Tem por cima da cabeça, resplandecente de mil raios, mais do que, juntos, o sol
e a lua, um cartaz escrito em romanas letras que o proclamam Rei dos Judeus, e,
cingindo-a, uma dolorosa coroa de espinhos, como a levam, e não sabem, mesmo
quando não sangram para fora do corpo, aqueles homens a quem não se permite que
sejam reis em suas próprias pessoas. Não goza Jesus de um descanso para os pés,
como o têm os ladrões, todo o peso do seu corpo estaria suspenso das mãos
pregadas no madeiro se não fosse restar-lhe ainda alguma vida, a bastante para
o manter erecto sobre os joelhos retesados, mas que cedo se lhe acabará, a
vida, continuando o sangue a saltar-lhe da ferida do peito, como já foi dito.

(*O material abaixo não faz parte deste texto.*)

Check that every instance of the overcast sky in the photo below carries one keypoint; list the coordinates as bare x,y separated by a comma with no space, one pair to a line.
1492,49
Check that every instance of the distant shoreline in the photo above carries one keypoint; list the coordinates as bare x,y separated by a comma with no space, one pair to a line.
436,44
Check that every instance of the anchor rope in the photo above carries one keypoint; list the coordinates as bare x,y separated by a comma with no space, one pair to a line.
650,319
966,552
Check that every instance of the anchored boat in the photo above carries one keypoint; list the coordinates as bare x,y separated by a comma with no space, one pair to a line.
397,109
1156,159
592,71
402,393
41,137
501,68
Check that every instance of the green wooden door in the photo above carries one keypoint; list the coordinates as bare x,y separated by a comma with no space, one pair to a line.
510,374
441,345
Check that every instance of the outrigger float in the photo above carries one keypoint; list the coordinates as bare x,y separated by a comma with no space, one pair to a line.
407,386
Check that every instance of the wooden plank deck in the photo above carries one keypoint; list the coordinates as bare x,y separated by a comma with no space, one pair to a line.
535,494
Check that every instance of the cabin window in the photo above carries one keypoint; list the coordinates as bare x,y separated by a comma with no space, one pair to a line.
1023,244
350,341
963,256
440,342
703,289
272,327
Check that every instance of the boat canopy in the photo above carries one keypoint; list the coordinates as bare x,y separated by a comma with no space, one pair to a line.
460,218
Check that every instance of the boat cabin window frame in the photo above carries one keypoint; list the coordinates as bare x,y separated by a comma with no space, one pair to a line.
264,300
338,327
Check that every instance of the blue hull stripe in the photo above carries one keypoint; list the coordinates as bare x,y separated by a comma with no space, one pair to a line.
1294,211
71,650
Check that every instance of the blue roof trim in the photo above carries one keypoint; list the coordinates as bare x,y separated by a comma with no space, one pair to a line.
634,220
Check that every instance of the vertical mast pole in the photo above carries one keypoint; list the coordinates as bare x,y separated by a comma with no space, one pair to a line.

Entre as duas cunhas que firmam a cruz a prumo, como ela introduzidas numa escura
fenda do chão, ferida da terra não mais incurável que qualquer sepultura de
homem, está um crânio, e também uma tíbia e uma omoplata, mas o crânio é que
nos importa, porque é isso o que Gólgota significa, crânio, não parece ser uma
palavra o mesmo que a outra, mas alguma diferença lhes notaríamos se em vez de
escrever crânio e Gólgota escrevêssemos gólgota e Crânio. Não se sabe quem aqui
pôs estes restos e com que fim o teria feito, se é apenas um irónico e macabro
aviso aos infelizes supliciados sobre o seu estado futuro, antes de se tornarem
em terra, pó e coisa nenhuma. Mas também há quem afirme que este é o próprio
crânio de Adão, subido do negrume profundo das camadas geológicas arcaicas, e
agora, porque a elas não pode voltar, condenado eternamente a ter diante dos
olhos a terra, seu único paraíso possível e para sempre perdido. Lá atrás, no
mesmo campo onde os cavaleiros executam um último volteio, um homem afasta-se,
virando ainda a cabeça para este lado. Leva na mão esquerda um balde e uma cana
na mão direita. Na extremidade da cana deve haver uma esponja, é difícil ver
daqui, e o balde, quase apostaríamos, contém água com vinagre. Este homem, um
dia, e depois para sempre, será vítima de uma calúnia, a de, por malícia ou
escárnio, ter dado vinagre a Jesus ao pedir ele água, quando o certo foi
ter-lhe dado da mistura que traz, vinagre e água, refresco dos mais soberanos
para matar a sede, como ao tempo se sabia e praticava. Vai-se embora, não fica
até ao fim, fez o que podia para aliviar as securas mortais dos três
condenados, e não fez diferença entre Jesus e os Ladrões, pela simples razão de
que tudo isto são coisas da terra, que vão ficar na terra, e delas se faz a
única história possível.
A
noite ainda tem muito para durar. A candeia de azeite, dependurada de um prego
ao lado da porta, está acesa, mas a chama, como uma pequena amêndoa luminosa
pairando, mal consegue, trémula, instável, suster a massa escura que a rodeia e
enche de cima a baixo a casa, até aos últimos recantos, lá onde as trevas, de
tão espessas, parecem ter-se tornado sólidas. José acordou em sobressalto, como
se alguém, bruscamente, o tivesse sacudido pelo ombro, mas teria sido ilusão de
um sonho logo desvanecido, que nesta casa só ele vive, e a mulher, que não se
mexeu, e dorme. Não é seu costume despertar assim a meio da noite, em geral não
acorda antes de a larga frincha da porta começar a emergir do escuro, cinzenta
e fria. Inúmeras vezes pensara que deveria tapá-la, nada mais fácil para um
carpinteiro, ajustar e pregar uma simples régua de madeira que sobrasse duma
obra, porém, a tal ponto se tinha habituado a encontrar na sua frente, mal
abria os olhos, aquela vara vertical de luz, anunciadora do dia, que acabara
por imaginar, sem ligar ao absurdo da ideia, que, faltando ela, poderia não ser
capaz de sair das trevas do sono, as do seu corpo e as do mundo». In
José Saramago, O Evangelho segundo Jesus Cristo, Editorial Caminho (o Campo da
Palavra), Lisboa, 1991, ISBN 972-210-524-8.